Bezüglich zeitlicher Muster sind die brennenden und stechenden Empfindungen typischerweise vorübergehend und mit der Erstanwendung verbunden. Der Pruritus (Juckreiz) kann jedoch offiziell bis zu vier Wochen nach der Behandlung anhalten. Dieses Phänomen wird von Aufsichtsbehörden auf die entzündliche Reaktion auf die toten Parasiten zurückgeführt, nicht auf ein Therapieversagen.

Die Sicherheit ist bei der Anwendung bei Säuglingen unter zwei Monaten nicht belegt. Aufgrund der minimalen systemischen Aufnahme des Medikaments wird das Risiko systemischer Sicherheitsprobleme oder signifikanter pharmakokinetischer Arzneimittelwechselwirkungen als gering eingestuft.

Überdosierung und Notfallmaßnahmen

Karte zur Überdosierung: Überdosierung und wann ärztliche Hilfe aufzusuchen ist — Offizielle behördliche Informationen für Capitis

Umfang der Überdosierung Dokumentierte Anzeichen einer Überdosierung: Lokale Reizung, Stechen oder anhaltender Juckreiz nach übermäßiger topischer Anwendung.

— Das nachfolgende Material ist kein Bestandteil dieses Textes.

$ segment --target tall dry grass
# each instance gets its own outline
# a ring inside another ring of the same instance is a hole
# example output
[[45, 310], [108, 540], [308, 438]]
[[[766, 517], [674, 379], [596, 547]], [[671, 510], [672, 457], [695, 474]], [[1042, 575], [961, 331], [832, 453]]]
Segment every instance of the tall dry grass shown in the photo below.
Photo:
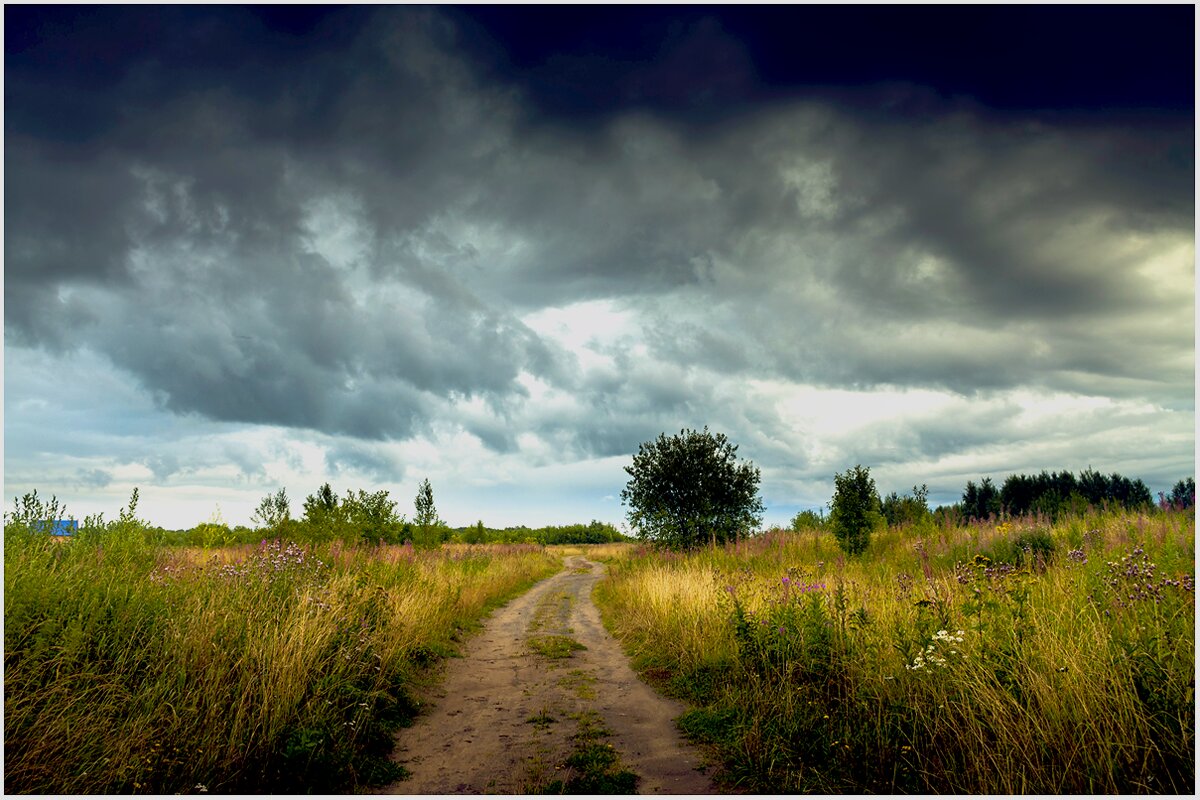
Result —
[[596, 597], [752, 792], [1190, 793], [1195, 521], [1090, 512], [617, 561]]
[[343, 792], [462, 628], [559, 567], [533, 546], [222, 551], [136, 523], [5, 528], [5, 789]]

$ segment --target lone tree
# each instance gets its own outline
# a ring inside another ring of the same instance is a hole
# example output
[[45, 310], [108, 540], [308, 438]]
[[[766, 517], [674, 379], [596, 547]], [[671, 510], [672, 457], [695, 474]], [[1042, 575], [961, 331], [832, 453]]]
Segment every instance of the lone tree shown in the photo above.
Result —
[[642, 443], [620, 492], [638, 537], [670, 548], [737, 540], [762, 522], [758, 468], [722, 433], [680, 431]]
[[858, 465], [836, 474], [829, 504], [829, 524], [838, 546], [847, 555], [858, 555], [871, 542], [871, 529], [880, 524], [880, 495], [875, 493], [871, 470]]
[[413, 519], [413, 524], [420, 530], [420, 541], [413, 543], [433, 547], [437, 545], [437, 529], [442, 521], [438, 519], [438, 510], [433, 506], [433, 487], [430, 485], [430, 479], [425, 479], [425, 482], [416, 491], [415, 505], [416, 517]]
[[250, 516], [251, 522], [259, 528], [276, 529], [292, 518], [292, 509], [288, 503], [287, 489], [280, 489], [275, 494], [268, 494], [258, 504], [254, 513]]

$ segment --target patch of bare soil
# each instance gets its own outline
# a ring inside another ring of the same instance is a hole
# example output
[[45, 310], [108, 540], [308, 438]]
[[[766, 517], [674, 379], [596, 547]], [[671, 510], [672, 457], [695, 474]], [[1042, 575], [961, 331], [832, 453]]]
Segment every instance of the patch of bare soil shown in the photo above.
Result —
[[600, 622], [592, 588], [604, 566], [582, 557], [564, 566], [494, 612], [450, 661], [433, 708], [396, 736], [392, 758], [412, 775], [383, 792], [538, 793], [577, 780], [589, 742], [617, 756], [610, 774], [637, 776], [640, 794], [714, 792], [674, 726], [685, 708], [638, 680]]

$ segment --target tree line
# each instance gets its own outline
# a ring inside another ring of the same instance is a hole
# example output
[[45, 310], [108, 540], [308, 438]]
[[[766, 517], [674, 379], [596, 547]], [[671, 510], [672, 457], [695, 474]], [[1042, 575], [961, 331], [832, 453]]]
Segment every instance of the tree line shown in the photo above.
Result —
[[[716, 546], [749, 536], [762, 523], [758, 497], [760, 470], [739, 462], [737, 445], [724, 434], [684, 428], [678, 435], [659, 435], [643, 443], [625, 468], [629, 482], [620, 493], [629, 506], [628, 518], [638, 537], [661, 547], [688, 549]], [[1170, 495], [1159, 494], [1164, 509], [1195, 505], [1195, 481], [1175, 485]], [[935, 521], [970, 522], [996, 515], [1044, 515], [1051, 519], [1088, 507], [1144, 509], [1153, 506], [1150, 488], [1141, 479], [1091, 468], [1076, 477], [1063, 470], [1037, 475], [1009, 475], [997, 488], [990, 477], [968, 481], [960, 503], [929, 509], [929, 487], [914, 486], [911, 494], [878, 494], [870, 469], [856, 465], [834, 476], [829, 516], [802, 511], [792, 527], [830, 528], [847, 553], [863, 552], [870, 533]]]

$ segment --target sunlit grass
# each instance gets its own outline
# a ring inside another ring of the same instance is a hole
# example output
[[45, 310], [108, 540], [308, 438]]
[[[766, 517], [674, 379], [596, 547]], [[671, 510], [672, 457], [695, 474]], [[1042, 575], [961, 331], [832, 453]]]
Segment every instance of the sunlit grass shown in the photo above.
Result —
[[1195, 522], [773, 531], [616, 561], [596, 599], [752, 792], [1194, 788]]
[[336, 792], [458, 633], [560, 569], [534, 546], [157, 548], [5, 530], [5, 789]]

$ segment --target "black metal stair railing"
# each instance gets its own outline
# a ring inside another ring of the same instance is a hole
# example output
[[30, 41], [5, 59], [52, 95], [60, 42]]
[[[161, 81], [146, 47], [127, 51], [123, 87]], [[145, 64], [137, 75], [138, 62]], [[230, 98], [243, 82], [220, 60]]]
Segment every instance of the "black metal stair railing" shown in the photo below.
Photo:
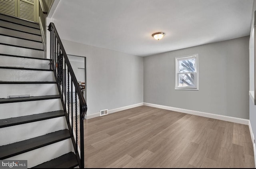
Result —
[[[56, 78], [79, 167], [84, 168], [84, 120], [87, 106], [53, 23], [50, 23], [48, 30], [50, 33], [50, 68], [53, 70]], [[78, 105], [79, 107], [79, 118], [78, 115]], [[73, 119], [73, 116], [75, 119]], [[78, 127], [80, 133], [78, 133]], [[78, 135], [80, 135], [79, 137]]]

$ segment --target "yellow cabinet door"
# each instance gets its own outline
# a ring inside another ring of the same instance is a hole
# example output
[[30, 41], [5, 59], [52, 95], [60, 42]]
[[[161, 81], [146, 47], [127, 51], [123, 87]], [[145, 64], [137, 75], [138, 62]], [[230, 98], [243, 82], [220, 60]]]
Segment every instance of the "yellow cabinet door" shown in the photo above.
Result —
[[0, 0], [0, 13], [38, 22], [38, 0]]

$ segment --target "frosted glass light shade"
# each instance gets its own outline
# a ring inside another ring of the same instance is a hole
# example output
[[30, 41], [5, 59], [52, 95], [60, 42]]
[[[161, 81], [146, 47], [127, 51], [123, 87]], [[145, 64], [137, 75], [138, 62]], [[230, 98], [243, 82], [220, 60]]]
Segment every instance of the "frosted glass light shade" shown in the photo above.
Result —
[[156, 40], [159, 40], [164, 37], [165, 34], [164, 32], [156, 32], [152, 34], [152, 36]]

Schwere systemische Anzeichen, die hauptsächlich mit der versehentlichen oralen Einnahme verbunden sind, umfassen Übelkeit, Erbrechen, Schwindel, Kopfschmerzen und Muskelzucken. Betroffene physiologische Systeme (gemäß Kennzeichnung): Zentrales Nervensystem (ZNS), Magen-Darm-System und potenziell das Atmungssystem. Dosis- oder expositionsabhängige Faktoren: Die versehentliche orale Einnahme ist der Hauptumstand, der mit dem Potenzial für schwere systemische Toxizität verbunden ist. Bevölkerungsspezifische Hinweise zur Überdosierung: Die Behandlung von pädiatrischen Patienten, die das Produkt eingenommen haben, erfordert sofortige spezialisierte medizinische Intervention und eine engmaschige Überwachung auf ZNS-Effekte. Anweisungen zur Notfallreaktion: Wenden Sie sich sofort an eine Giftnotrufzentrale oder den Rettungsdienst. Wann sofortige ärztliche Hilfe erforderlich ist: Falls das Produkt verschluckt wird, spülen Sie sofort den Mund aus und suchen Sie sofort ärztliche Hilfe auf.


Klassifikationen der Überdosierung (allgemein) Einstufung des Schweregrads: Der Schweregrad wird basierend auf dem Expositionsweg eingestuft; die systemische Toxizität, die zu ZNS-Effekten führt, ist das schwerwiegendste Ergebnis. Behördliche Grundlage: Die Informationen basieren auf offiziellen behördlichen Dokumenten wie den Verschreibungsinformationen und den Zusammenfassungen der Produktmerkmale. Einschränkungen im Kontext der Überdosierung: Es ist kein spezifisches Gegenmittel bekannt.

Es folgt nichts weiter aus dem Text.